Marcus emerged from the water, droplets streaming off him like he was some kind of mythological creature. He grabbed the glass she'd prepared—orange juice with a crushed papaya supplement, exactly as the nutritionist had specified. He drank it standing up, never quite meeting her eyes.
'The cat's back,' he said, gesturing toward the edge of the property where a mangy calico had been appearing every morning for three days. 'You should feed it.'
'You feed it,' she replied, surprising herself. Marcus wasn't cruel to animals; he was simply immune to things that couldn't be optimized, measured, or improved.

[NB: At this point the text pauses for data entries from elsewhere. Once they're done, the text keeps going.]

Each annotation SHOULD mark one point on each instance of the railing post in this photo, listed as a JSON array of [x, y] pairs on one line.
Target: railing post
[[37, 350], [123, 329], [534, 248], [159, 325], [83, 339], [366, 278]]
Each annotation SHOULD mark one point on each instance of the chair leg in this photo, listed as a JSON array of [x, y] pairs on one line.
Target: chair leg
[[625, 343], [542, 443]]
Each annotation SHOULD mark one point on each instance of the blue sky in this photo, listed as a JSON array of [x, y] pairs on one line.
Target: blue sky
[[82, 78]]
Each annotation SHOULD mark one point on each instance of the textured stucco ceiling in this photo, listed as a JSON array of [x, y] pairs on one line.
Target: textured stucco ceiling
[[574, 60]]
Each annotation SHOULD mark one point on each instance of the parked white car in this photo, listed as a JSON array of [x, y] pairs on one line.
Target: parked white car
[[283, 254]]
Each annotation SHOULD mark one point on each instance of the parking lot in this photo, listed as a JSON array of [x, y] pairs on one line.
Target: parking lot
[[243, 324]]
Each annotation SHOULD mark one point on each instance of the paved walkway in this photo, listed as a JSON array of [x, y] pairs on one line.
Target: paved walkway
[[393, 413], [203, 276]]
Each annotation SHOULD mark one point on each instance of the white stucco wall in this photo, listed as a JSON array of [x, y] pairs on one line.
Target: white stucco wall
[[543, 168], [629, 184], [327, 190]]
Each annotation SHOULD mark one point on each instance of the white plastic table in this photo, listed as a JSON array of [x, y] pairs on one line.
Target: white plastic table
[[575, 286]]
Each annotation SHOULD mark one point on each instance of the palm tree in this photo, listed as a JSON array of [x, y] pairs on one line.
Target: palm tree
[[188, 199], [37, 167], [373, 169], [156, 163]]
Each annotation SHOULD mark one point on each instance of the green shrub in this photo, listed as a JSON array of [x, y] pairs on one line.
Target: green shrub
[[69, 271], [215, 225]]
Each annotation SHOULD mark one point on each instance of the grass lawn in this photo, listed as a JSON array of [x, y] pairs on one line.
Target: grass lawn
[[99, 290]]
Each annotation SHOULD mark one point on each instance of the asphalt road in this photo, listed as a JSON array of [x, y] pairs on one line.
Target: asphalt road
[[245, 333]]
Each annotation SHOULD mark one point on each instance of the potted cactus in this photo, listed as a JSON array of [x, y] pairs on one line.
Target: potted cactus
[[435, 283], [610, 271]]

That night, in their villa with the ceiling fan spinning overhead, he finally spoke what they'd both been avoiding. 'I don't think I can do this anymore. The—the trying.' His voice cracked. 'I feel like I'm taking vitamins for a soul I don't have.'
Lena reached for his hand across the bed sheets. 'Then stop trying,' she said. 'Just be here.'
Outside, the cat yowled at something in the darkness. Tomorrow they would leave the retreat, return to their apartment, to jobs that barely sustained them, to a life that felt like swimming laps in an endless pool. But for tonight, in the space between honesty and hope, they held onto each other. Somewhere, a papaya ripened on a branch, and the world kept turning regardless.